No sugar, no coffee, no tea; only bread and salt beef, or salt pork, or salt fish, the latter as poor as poverty, and as unnutritious as pine shavings, varied occasionally with fresh beef, but never more than two-thirds enough of either. Occasionally, we would get one onion, or one potato each, and an ounce or so of hominy. Many would consume the whole at one meal; others thought it more wise to divide it into two or three meals; but all were hungry continually. Sir, it is a terrible thing to be hungry from day to day, from week to week, from month to month — to be always hungry I It is fearful to see three thousand men cooped up and undergoing such an ordeal! Should it be a matter of surprise that men dwindled from 200 to 140 and 100 pounds; that their eyes had a strange and eager expression; that they grew pale, cadaverous; that they walked with an unsteady gait; that all talked continually of “ something to eat ” --of the good dinner, or breakfast, or supper they had had at times and places that seemed very long ago, and very far off; that they slept but to dream of sitting down to tables groaning with rich viands, where they ate, and ate, and still could not be satisfied; that with miserly care they picked up every crumb; that they pounded up old bones, and boiled them over and over, until they were as white as the driven snow; that they fished in the swill-barrel at the prison hospital; that they greedily devoured rats and cats; that they resorted to all manner of devices and tricks to cheat the surgeon out of a certificate; that they became melancholy and dejected; that they fell an easy prey to disease and death! Ah! there is many a poor fellow in his grave on Johnson's Island to-day, who would not be there had he been allowed wholesome food and enough of it.

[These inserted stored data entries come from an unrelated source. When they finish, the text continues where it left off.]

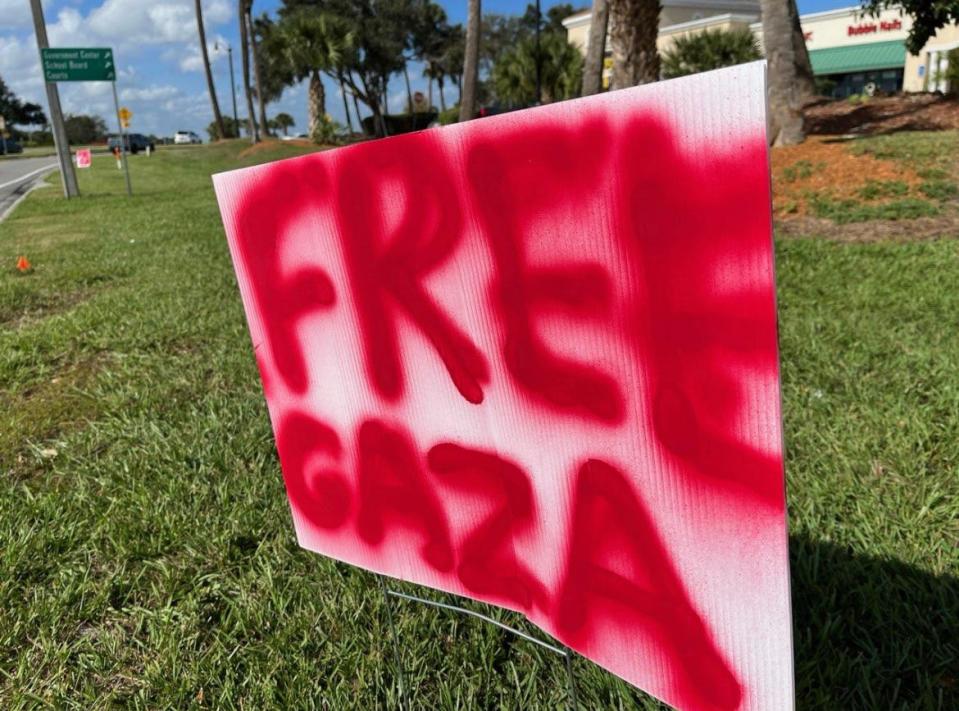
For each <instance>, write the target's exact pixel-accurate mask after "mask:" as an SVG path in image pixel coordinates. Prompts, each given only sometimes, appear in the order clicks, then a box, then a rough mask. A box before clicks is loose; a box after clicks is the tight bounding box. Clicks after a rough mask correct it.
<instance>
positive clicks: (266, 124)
mask: <svg viewBox="0 0 959 711" xmlns="http://www.w3.org/2000/svg"><path fill="white" fill-rule="evenodd" d="M246 11H247V14H246V21H247V25H248V27H249V32H250V47H251V49H252V50H253V81H255V82H256V102H257V104H258V107H257V108H259V110H260V130H261V131H262V132H263V133H264V135H267V136H269V135H270V124H269V123H268V122H267V120H266V102H265V101H264V100H263V84H262V83H261V81H260V50H259V46H258V45H257V42H256V32H255V31H254V30H253V0H250V4H249V5H247V7H246Z"/></svg>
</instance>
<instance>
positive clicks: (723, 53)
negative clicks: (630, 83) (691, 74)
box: [663, 27, 762, 79]
mask: <svg viewBox="0 0 959 711" xmlns="http://www.w3.org/2000/svg"><path fill="white" fill-rule="evenodd" d="M761 56H762V55H761V54H760V52H759V45H758V44H757V42H756V36H755V35H754V34H753V33H752V30H750V29H749V28H748V27H742V28H738V29H734V30H705V31H703V32H696V33H695V34H688V35H684V36H680V37H677V38H676V40H675V41H674V42H673V44H672V45H670V47H669V49H667V50H666V51H665V52H663V78H665V79H672V78H673V77H681V76H686V75H687V74H696V73H697V72H707V71H709V70H710V69H719V68H720V67H731V66H733V65H734V64H742V63H744V62H752V61H754V60H756V59H759V58H760V57H761Z"/></svg>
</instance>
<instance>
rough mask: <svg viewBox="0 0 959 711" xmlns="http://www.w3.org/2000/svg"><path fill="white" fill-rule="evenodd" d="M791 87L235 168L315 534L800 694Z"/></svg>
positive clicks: (554, 614)
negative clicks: (786, 302) (789, 304)
mask: <svg viewBox="0 0 959 711" xmlns="http://www.w3.org/2000/svg"><path fill="white" fill-rule="evenodd" d="M764 72H765V68H764V65H763V64H762V63H756V64H751V65H743V66H740V67H736V68H732V69H727V70H722V71H719V72H713V73H708V74H701V75H698V76H694V77H690V78H685V79H680V80H675V81H671V82H661V83H659V84H655V85H651V86H648V87H641V88H637V89H631V90H627V91H617V92H613V93H608V94H603V95H601V96H595V97H592V98H587V99H582V100H578V101H570V102H565V103H558V104H553V105H549V106H545V107H542V108H537V109H532V110H529V111H523V112H517V113H512V114H505V115H500V116H495V117H492V118H487V119H480V120H477V121H472V122H469V123H466V124H459V125H456V126H453V127H449V128H445V129H439V130H430V131H424V132H420V133H414V134H409V135H404V136H399V137H395V138H390V139H387V140H380V141H370V142H367V143H361V144H358V145H353V146H350V147H347V148H341V149H338V150H333V151H329V152H325V153H317V154H313V155H309V156H305V157H302V158H296V159H292V160H287V161H281V162H278V163H274V164H271V165H264V166H258V167H253V168H248V169H244V170H239V171H235V172H232V173H226V174H221V175H218V176H216V178H215V184H216V190H217V195H218V199H219V202H220V207H221V210H222V214H223V220H224V224H225V226H226V232H227V236H228V239H229V243H230V249H231V253H232V256H233V260H234V265H235V268H236V273H237V277H238V281H239V285H240V292H241V295H242V298H243V303H244V306H245V309H246V315H247V319H248V322H249V327H250V333H251V335H252V339H253V350H254V352H255V354H256V358H257V361H258V364H259V368H260V373H261V376H262V380H263V388H264V391H265V393H266V399H267V404H268V406H269V411H270V417H271V419H272V422H273V427H274V431H275V435H276V444H277V448H278V450H279V455H280V461H281V464H282V468H283V476H284V478H285V481H286V488H287V492H288V495H289V500H290V506H291V508H292V513H293V521H294V525H295V527H296V532H297V535H298V538H299V541H300V543H301V544H302V545H303V546H305V547H306V548H309V549H311V550H314V551H317V552H320V553H323V554H325V555H328V556H332V557H333V558H336V559H338V560H342V561H346V562H349V563H352V564H354V565H359V566H362V567H364V568H367V569H370V570H374V571H377V572H379V573H383V574H386V575H390V576H393V577H396V578H400V579H403V580H408V581H414V582H417V583H420V584H422V585H427V586H430V587H433V588H438V589H441V590H446V591H449V592H453V593H457V594H459V595H464V596H467V597H470V598H475V599H477V600H483V601H486V602H489V603H492V604H494V605H501V606H503V607H507V608H510V609H512V610H517V611H520V612H522V613H523V614H525V615H526V616H527V617H529V618H530V619H531V620H533V621H534V622H535V623H536V624H538V625H539V626H540V627H542V628H543V629H544V630H546V631H547V632H549V633H550V634H552V635H554V636H555V637H557V638H558V639H560V640H561V641H562V642H564V643H565V644H567V645H569V646H570V647H572V648H574V649H575V650H578V651H579V652H581V653H582V654H583V655H585V656H586V657H588V658H589V659H591V660H594V661H595V662H597V663H598V664H601V665H602V666H604V667H606V668H607V669H609V670H611V671H612V672H614V673H615V674H618V675H619V676H621V677H622V678H624V679H626V680H628V681H630V682H632V683H633V684H635V685H637V686H639V687H641V688H643V689H646V690H648V691H650V692H651V693H653V694H655V695H656V696H658V697H659V698H661V699H664V700H666V701H667V702H669V703H671V704H673V705H674V706H676V707H678V708H680V709H710V710H717V711H718V710H732V709H768V710H770V711H773V710H775V711H783V710H787V709H790V708H792V703H793V692H792V646H791V624H790V615H789V577H788V565H787V545H786V544H787V537H786V523H785V504H784V493H783V470H782V466H783V463H782V447H781V441H780V408H779V377H778V360H777V350H776V309H775V301H774V278H773V257H772V243H771V234H770V232H771V230H770V196H769V175H768V168H767V148H766V134H765V125H766V117H765V80H764ZM291 653H292V652H291Z"/></svg>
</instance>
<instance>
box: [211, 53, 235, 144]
mask: <svg viewBox="0 0 959 711" xmlns="http://www.w3.org/2000/svg"><path fill="white" fill-rule="evenodd" d="M223 44H225V45H226V55H227V57H229V60H230V91H232V92H233V125H234V126H236V128H235V129H234V130H235V131H236V137H237V138H239V137H240V118H239V116H237V113H236V80H235V79H234V78H233V47H231V46H230V45H229V44H227V43H226V42H224V43H223ZM213 49H215V50H216V51H220V43H219V42H214V43H213Z"/></svg>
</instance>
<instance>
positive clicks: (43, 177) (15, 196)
mask: <svg viewBox="0 0 959 711" xmlns="http://www.w3.org/2000/svg"><path fill="white" fill-rule="evenodd" d="M50 170H51V172H52V171H54V170H56V167H55V166H54V167H53V168H51V169H50ZM48 175H49V173H44V174H43V175H38V176H37V177H35V178H34V179H33V180H29V181H26V182H24V184H23V185H21V186H20V187H18V188H17V189H16V190H14V191H13V202H11V203H10V204H9V205H6V206H4V201H3V200H0V222H3V221H4V220H6V219H7V217H9V216H10V215H11V214H12V213H13V211H14V210H16V209H17V205H19V204H20V203H21V202H23V200H24V199H25V198H26V197H27V195H29V194H30V193H32V192H33V191H34V190H36V189H37V188H43V187H47V183H46V182H44V181H45V180H46V178H47V176H48Z"/></svg>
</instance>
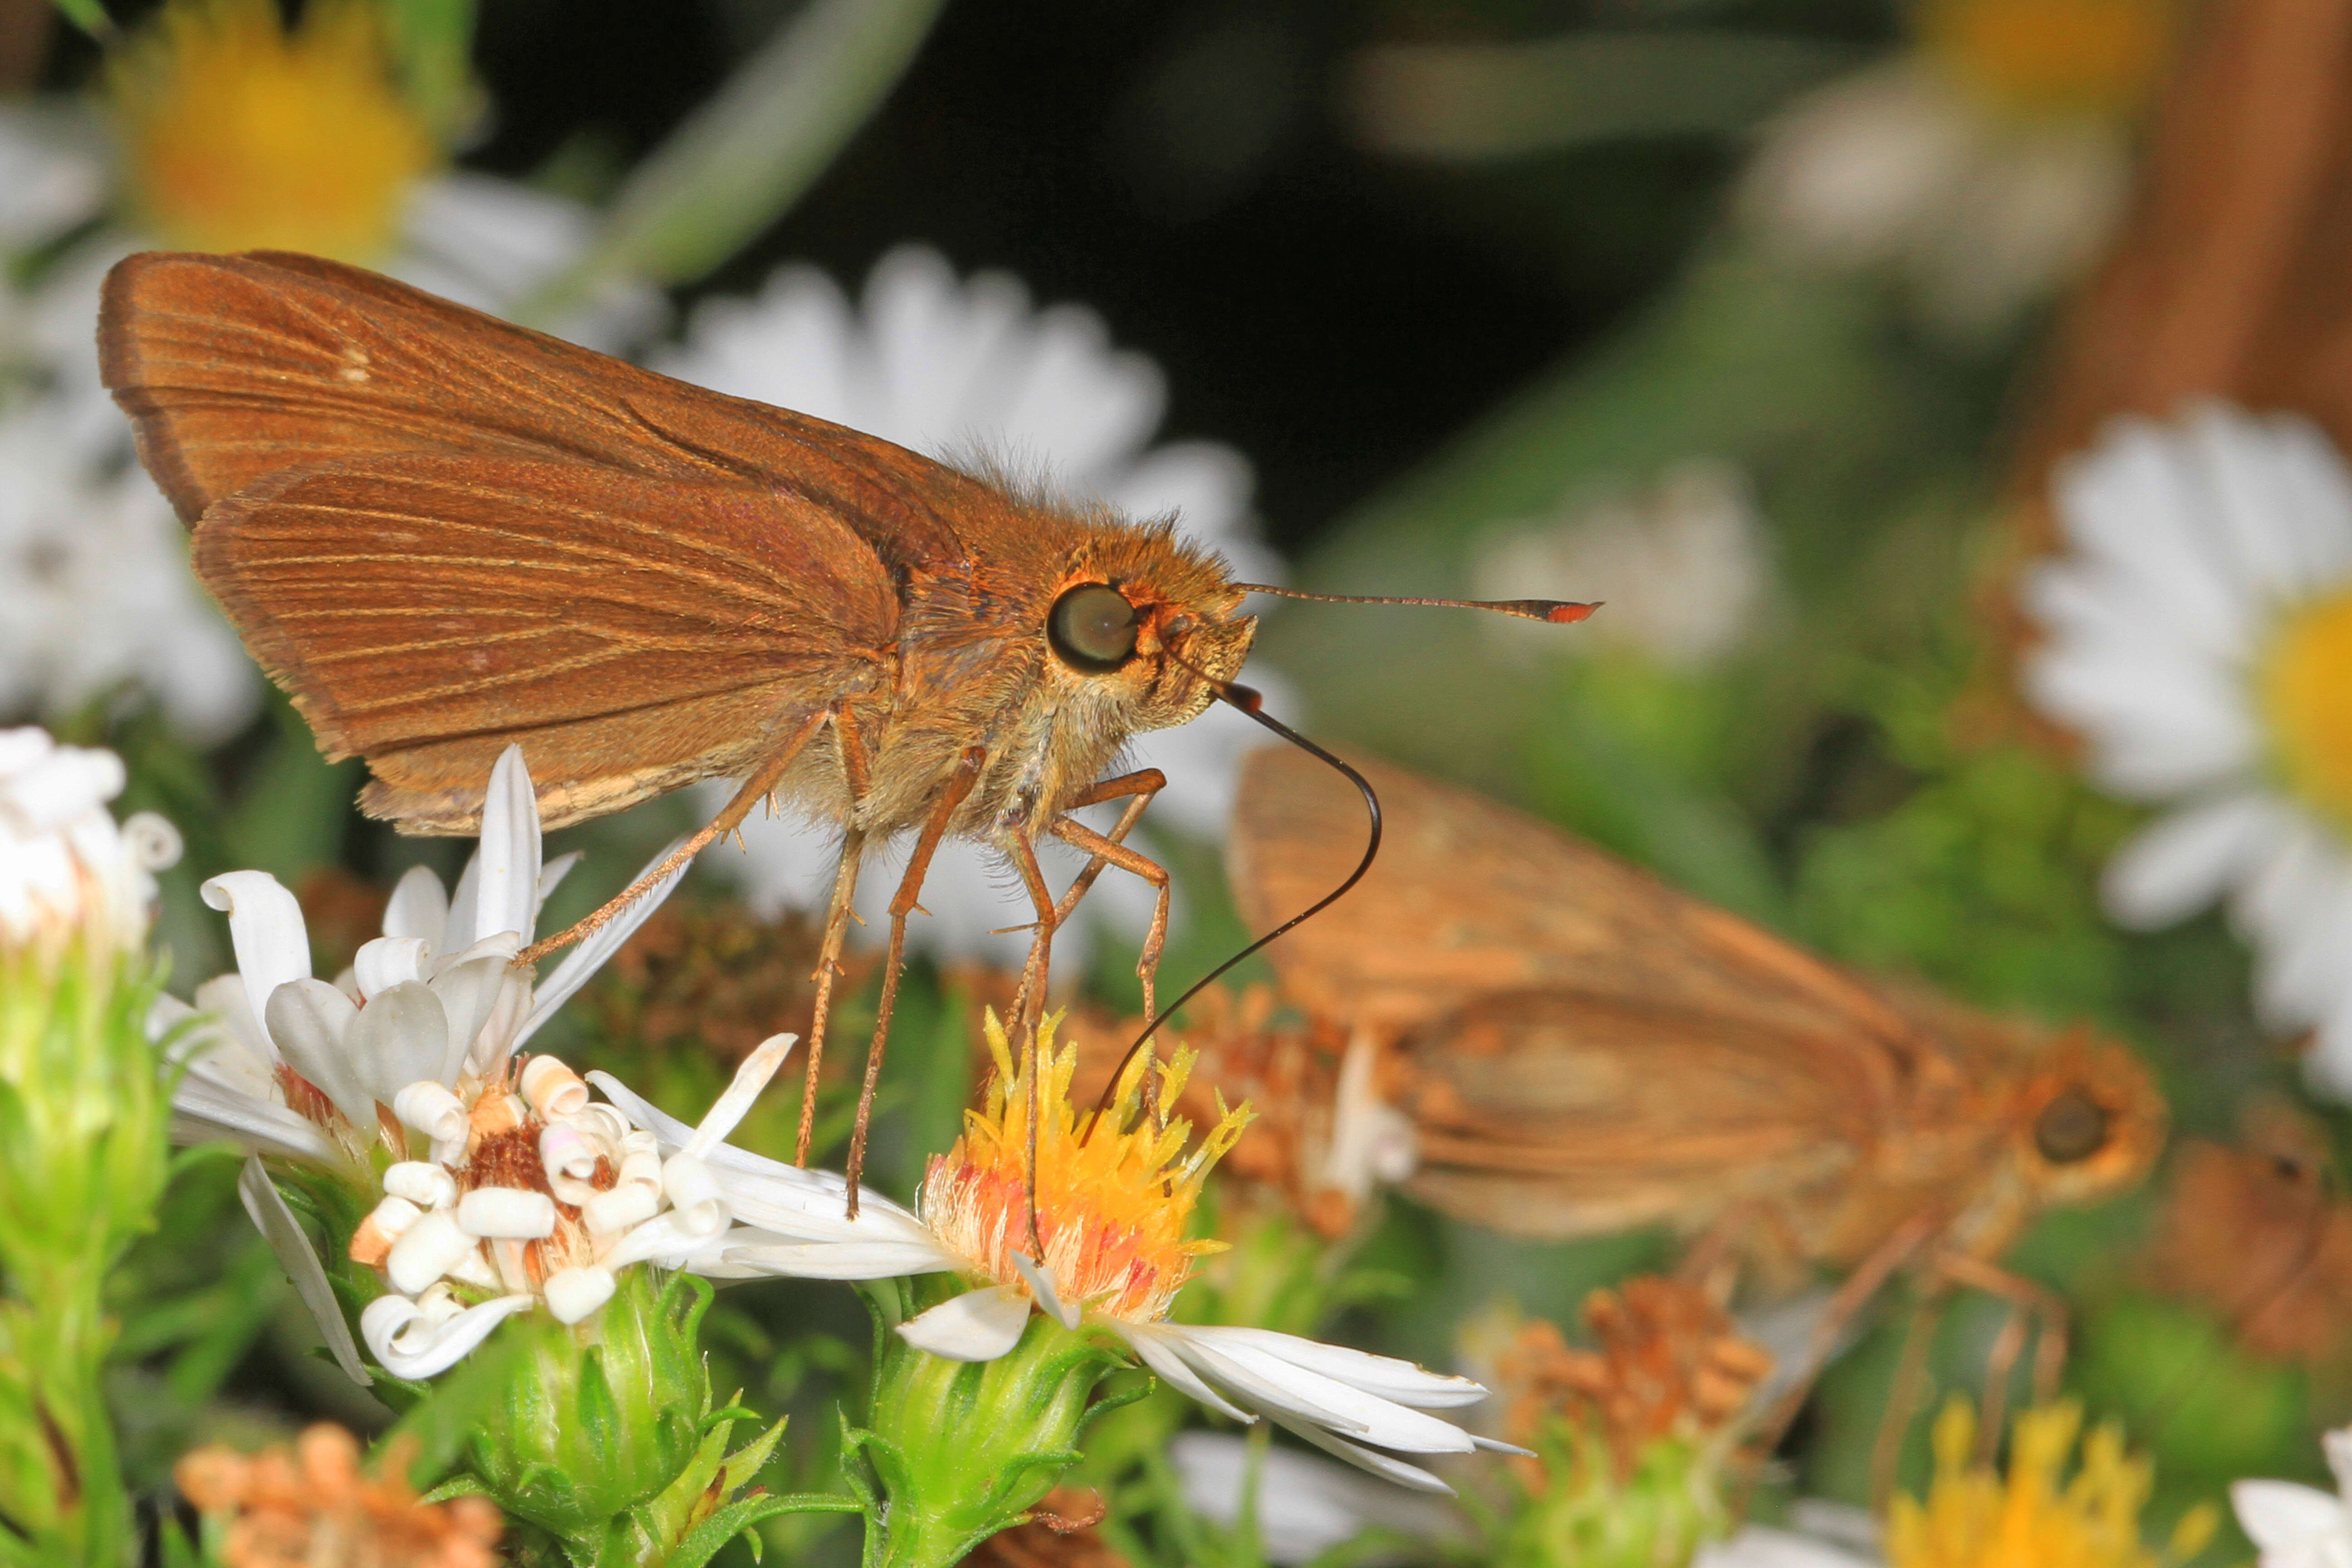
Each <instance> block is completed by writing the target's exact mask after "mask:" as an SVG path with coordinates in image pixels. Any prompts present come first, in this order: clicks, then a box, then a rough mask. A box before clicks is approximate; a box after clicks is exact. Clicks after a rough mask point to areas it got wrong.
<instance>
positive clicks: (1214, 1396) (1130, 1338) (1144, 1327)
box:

A personal friend of the author gives a long and painfully interesting account of his experience in a trans-shipment of prisoners from Hilton Head to Fort Delaware, the terrible facts of which rival all that is known of the horrours of the “middle passage.” Of 420 prisoners shipped by sea, only sixty-two could walk when the vessel arrived at Fort Delaware; the others were all down with sickness and exhaustion, and had to be taken to their cells on stretchers and ambulances. Many of them had lost their teeth by scurvy, and many were blind from disease. For months they had been subsisted on eight ounces of corn meal (ground in 1860) and one ounce of pickle (vitriol and salt), as a substitute for sorghum. Their rations were improved for a little while at Fort Delaware. But the regulations for cooking there allotted for such purpose to a company of 100 men every twenty-four hours, a log, 10 feet long and eight inches in diameter. There were no cooking utensils. Old pieces of tin were used over the fire. The men were locked up eighteen out of twenty-four hours, and only twenty at a time were allowed to pass out for the offices of nature.